Technology
Former Google engineer indicted for stealing AI secrets
A former Google software engineer has been indicted in California on charges of stealing trade secrets related to artificial intelligence from the Alphabet unit, to benefit two Chinese companies he was secretly working for.
Linwei Ding, also known as Leon Ding, was charged on Tuesday by a federal jury in San Francisco with four counts of theft of trade secrets.
The 38-year-old Chinese national was arrested on Wednesday morning at his home in Newark, California. A lawyer for him could not immediately be identified.
Ding's indictment was unveiled a little over a year after the Biden administration created an interagency Disruptive Technology Strike Force, to help stop advanced Technology being acquired by countries such as China and Russia, or potentially threaten national security.
“The Justice Department just will not tolerate the theft of our trade secrets and intelligence," U.S. Attorney General Merrick Garland said at a conference in San Francisco.
According to the indictment, Ding stole detailed information about the hardware infrastructure and software platform that lets Google's supercomputing data centers train large AI models through machine learning.
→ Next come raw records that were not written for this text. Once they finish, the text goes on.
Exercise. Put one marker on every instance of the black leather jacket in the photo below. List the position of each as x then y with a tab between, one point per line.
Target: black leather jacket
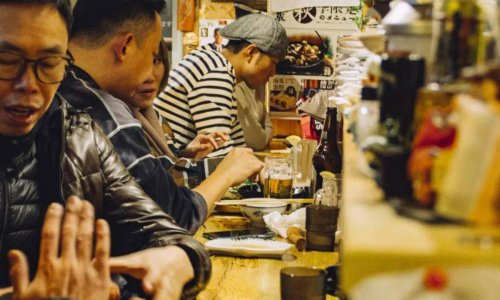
69	155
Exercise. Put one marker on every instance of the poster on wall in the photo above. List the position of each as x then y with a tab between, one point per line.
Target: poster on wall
209	29
286	91
166	20
309	66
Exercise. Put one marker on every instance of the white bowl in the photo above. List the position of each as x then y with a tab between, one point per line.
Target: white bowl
255	212
374	40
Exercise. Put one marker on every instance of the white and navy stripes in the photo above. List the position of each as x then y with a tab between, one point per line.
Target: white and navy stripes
199	99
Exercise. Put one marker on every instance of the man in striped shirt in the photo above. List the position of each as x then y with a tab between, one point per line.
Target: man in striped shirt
199	97
114	51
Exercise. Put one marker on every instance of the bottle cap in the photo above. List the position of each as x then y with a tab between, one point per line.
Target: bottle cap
368	94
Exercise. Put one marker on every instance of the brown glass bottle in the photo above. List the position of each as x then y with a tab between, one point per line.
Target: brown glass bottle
328	155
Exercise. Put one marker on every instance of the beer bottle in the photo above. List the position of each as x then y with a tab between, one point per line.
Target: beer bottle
328	155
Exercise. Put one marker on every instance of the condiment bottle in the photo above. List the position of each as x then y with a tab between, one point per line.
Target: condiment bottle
368	114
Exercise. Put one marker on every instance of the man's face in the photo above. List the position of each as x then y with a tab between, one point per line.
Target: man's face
260	69
146	93
218	38
32	31
138	66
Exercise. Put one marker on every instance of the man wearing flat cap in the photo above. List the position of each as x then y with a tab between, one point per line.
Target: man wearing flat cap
199	97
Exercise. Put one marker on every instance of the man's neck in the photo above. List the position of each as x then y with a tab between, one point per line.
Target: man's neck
92	62
236	62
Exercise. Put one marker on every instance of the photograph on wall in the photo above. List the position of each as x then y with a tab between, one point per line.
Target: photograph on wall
166	20
286	91
326	17
209	32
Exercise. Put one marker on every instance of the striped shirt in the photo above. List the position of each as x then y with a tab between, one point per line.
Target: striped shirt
199	99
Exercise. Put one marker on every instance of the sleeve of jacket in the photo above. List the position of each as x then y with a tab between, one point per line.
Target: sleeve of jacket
138	223
187	207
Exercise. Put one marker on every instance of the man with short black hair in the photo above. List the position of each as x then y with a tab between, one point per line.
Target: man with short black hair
108	72
199	97
50	151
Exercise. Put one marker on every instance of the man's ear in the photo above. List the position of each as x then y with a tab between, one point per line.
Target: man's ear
251	51
122	45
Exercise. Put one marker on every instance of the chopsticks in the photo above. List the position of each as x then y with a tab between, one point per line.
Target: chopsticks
279	201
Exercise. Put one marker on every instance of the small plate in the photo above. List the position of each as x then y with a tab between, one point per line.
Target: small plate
248	247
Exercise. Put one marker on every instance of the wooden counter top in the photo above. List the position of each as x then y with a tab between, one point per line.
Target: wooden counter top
376	240
236	278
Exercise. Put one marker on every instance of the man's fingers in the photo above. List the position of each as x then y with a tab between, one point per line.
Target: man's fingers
126	265
114	291
165	290
222	136
151	280
70	228
51	230
19	273
102	247
86	233
212	141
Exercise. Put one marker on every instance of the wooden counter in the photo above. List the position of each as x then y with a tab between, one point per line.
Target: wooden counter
377	241
252	278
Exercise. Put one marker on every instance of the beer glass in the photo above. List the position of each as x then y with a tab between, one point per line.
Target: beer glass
278	177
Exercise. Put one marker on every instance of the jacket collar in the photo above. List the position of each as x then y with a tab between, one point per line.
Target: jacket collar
79	73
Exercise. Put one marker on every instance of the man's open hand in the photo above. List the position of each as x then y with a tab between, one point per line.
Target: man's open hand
66	268
163	271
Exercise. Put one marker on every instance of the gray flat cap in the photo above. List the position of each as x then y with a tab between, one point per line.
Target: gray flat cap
263	31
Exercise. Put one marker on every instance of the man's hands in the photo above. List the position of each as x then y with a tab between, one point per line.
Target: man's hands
163	271
203	145
72	273
239	165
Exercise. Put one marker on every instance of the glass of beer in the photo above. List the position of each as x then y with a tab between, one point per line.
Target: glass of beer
278	177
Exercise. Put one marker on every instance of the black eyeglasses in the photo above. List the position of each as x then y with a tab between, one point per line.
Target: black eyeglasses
48	70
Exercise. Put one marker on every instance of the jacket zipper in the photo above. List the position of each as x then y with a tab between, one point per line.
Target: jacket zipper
4	205
63	139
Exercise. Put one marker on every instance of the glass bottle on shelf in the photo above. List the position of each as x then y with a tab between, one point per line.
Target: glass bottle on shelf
328	155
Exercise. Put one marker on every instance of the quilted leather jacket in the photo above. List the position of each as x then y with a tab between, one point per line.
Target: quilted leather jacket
69	155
The stolen information included details about chips and systems, and software that helps power a supercomputer "capable of executing at the cutting edge of machine learning and AI technology," the indictment said.
Google designed some of the allegedly stolen chip blueprints to gain an edge over cloud computing rivals Amazon.com and Microsoft, which design their own, and reduce its reliance on chips from Nvidia.
Hired by Google in 2019, Ding allegedly began his thefts three years later, while he was being courted to become chief technology officer for an early-stage Chinese tech company, and by May 2023 had uploaded more than 500 confidential files.
The indictment said Ding founded his own Technology company that month, and circulated a document to a chat group that said "We have experience with Google's ten-thousand-card computational power platform; we just need to replicate and upgrade it."
Google became suspicious of Ding in December 2023 and took away his laptop on Jan. 4, 2024, the day before Ding planned to resign.
Jose Castaneda, a Google spokesperson, said: "We have strict safeguards to prevent the theft of our confidential commercial information and trade secrets. After an investigation, we found that this employee stole numerous documents, and we quickly referred the case to law enforcement."
Ding faces up to 10 years in prison and a $250,000 fine on each criminal count.